In 2021, one of the biggest issues dividing the two allies is President Joe Biden’s goal of returning to the 2015 Iran nuclear agreement (Joint Comprehensive Plan of Action), which led to a deep and lasting rift between Washington and Jerusalem.
FORMER PRESIDENT Barack Obama – Biden’s old boss – was blindsided by former prime minister Benjamin Netanyahu, who went behind his back to make an alliance with the Republicans to oppose the JCPOA, the centerpiece of the president’s foreign policy.
That clumsy blunder did lasting damage not only to the Israeli prime minister’s relationship with the American president, but more importantly, to bipartisan support for Israel. That unprecedented and intentionally insulting decision backfired on Netanyahu by convincing wavering Democrats to swing over to supporting their president, ensuring adoption of the JCPOA. And according to most analysts, Trump’s withdrawal from the pact in 2018 has, in fact, accelerated Iran’s quest for nuclear weapons.
Foreign Minister Yair Lapid opposed Trump’s pullout from the agreement in 2018 (Prime Minister Naftali Bennett supported the move), but he told his American counterpart, Secretary of State Antony Blinken, Israel has “some serious reservations.” Unlike the previous government, he promised, differences would be handled privately.
Biden, with a nearly 50-year record of support for Israel, declared on becoming president that Iran would “never get a nuclear weapon on my watch.”
It is not just the bond of trust and cooperation between the two governments that needs repair, but also those between Israel and American Jewry and the Democratic Party, which has the consistent support of three out of four Jewish voters.
Bennett and Lapid want to restore bipartisan support and to reverse the alienation of American Jewry. The chasm has been growing for years and accelerated during the Trump-Netanyahu turn to the far Right and away from normally liberal Jewish voters.

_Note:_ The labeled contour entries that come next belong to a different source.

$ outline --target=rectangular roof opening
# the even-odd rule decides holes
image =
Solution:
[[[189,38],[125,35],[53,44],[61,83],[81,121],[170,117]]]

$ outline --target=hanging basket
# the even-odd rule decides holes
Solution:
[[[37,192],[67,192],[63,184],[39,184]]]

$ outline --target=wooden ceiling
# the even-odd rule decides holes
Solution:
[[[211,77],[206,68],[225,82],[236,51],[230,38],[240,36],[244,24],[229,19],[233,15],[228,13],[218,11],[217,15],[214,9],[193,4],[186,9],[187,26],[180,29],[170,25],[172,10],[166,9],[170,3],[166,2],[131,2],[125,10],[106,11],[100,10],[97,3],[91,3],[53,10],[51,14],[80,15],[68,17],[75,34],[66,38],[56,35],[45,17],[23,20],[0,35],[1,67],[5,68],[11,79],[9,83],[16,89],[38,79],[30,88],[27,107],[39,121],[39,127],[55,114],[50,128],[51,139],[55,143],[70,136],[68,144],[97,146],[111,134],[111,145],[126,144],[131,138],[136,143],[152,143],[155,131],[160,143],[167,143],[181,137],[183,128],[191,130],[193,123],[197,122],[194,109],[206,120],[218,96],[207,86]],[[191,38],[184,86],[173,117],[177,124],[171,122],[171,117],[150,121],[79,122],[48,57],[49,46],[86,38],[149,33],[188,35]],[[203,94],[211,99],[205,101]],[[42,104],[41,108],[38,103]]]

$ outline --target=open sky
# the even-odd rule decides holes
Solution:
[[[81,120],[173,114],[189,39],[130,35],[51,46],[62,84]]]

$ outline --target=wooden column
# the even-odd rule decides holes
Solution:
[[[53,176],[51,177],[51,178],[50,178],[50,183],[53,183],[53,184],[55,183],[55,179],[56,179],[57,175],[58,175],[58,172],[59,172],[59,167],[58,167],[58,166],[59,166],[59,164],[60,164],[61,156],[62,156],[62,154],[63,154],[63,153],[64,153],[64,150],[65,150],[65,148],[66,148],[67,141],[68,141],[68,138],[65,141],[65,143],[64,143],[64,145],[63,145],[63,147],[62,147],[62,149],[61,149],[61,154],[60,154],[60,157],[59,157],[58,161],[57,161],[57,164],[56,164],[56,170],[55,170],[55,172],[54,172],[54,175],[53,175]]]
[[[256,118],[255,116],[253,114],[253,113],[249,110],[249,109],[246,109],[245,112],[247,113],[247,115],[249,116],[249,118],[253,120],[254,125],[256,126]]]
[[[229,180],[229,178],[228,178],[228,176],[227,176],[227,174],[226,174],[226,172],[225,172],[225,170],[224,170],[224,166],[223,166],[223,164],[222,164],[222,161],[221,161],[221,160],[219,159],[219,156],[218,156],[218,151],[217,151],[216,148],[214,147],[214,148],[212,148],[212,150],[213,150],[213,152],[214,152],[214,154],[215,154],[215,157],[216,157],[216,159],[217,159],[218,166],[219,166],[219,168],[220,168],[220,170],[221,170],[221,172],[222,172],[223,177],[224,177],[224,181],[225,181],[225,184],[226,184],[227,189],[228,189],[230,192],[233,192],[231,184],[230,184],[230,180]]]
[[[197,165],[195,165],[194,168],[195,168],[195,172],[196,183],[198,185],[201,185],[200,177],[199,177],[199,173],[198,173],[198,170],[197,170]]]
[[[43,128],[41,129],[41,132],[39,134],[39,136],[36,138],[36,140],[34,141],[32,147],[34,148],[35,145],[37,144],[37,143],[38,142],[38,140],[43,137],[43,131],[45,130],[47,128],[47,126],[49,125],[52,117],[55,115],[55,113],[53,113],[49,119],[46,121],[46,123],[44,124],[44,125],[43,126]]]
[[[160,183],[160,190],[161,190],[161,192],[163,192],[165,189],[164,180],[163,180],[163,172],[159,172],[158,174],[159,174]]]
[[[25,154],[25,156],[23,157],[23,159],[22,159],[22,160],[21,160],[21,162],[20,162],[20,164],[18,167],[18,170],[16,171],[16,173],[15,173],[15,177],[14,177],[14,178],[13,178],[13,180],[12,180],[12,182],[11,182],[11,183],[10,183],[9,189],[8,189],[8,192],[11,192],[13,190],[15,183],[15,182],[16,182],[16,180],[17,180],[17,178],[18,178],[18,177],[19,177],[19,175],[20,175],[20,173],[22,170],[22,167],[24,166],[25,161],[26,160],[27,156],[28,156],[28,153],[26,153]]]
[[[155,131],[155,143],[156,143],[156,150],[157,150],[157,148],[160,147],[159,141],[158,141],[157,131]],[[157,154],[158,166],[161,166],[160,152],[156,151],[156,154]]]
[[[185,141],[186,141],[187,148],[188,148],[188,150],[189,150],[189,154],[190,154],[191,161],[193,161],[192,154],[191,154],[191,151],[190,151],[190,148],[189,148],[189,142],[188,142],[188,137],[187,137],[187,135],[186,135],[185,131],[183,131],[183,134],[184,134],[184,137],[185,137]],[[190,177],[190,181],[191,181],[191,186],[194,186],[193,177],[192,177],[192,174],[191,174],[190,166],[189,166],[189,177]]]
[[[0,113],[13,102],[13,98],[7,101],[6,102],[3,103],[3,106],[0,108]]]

But Bennett, who is Orthodox, may have a problem mending fences with the Diaspora. One of the most divisive issues driving American Jewry and Israel apart is the disproportionate and stifling influence of Israel’s religious establishment and its contempt for non-Orthodox and secular Jews. Jews have greater religious freedom in America than in the Jewish homeland.
Bennett’s first test may come this week. He hinted at changing the status quo on the Temple Mount, which put the site off limits to Jewish worship, but quickly walked it back. He also faces fallout from Sunday’s disruption of Reform and Conservative Tisha Be’av prayer services at the Western Wall by a mob of haredi extremists.
Netanyahu reneged on commitments to non-Orthodox and mixed-gender prayer at the holy site, further alienating the vast majority of Jews, as well as further damaging his own reputation for reliability.
Deep differences remain between the two governments. Biden, Bennett and Lapid have a lot of heavy lifting ahead of them if they’re serious about restoring trust, but they have one promising advantage: Neither is named Trump or Netanyahu.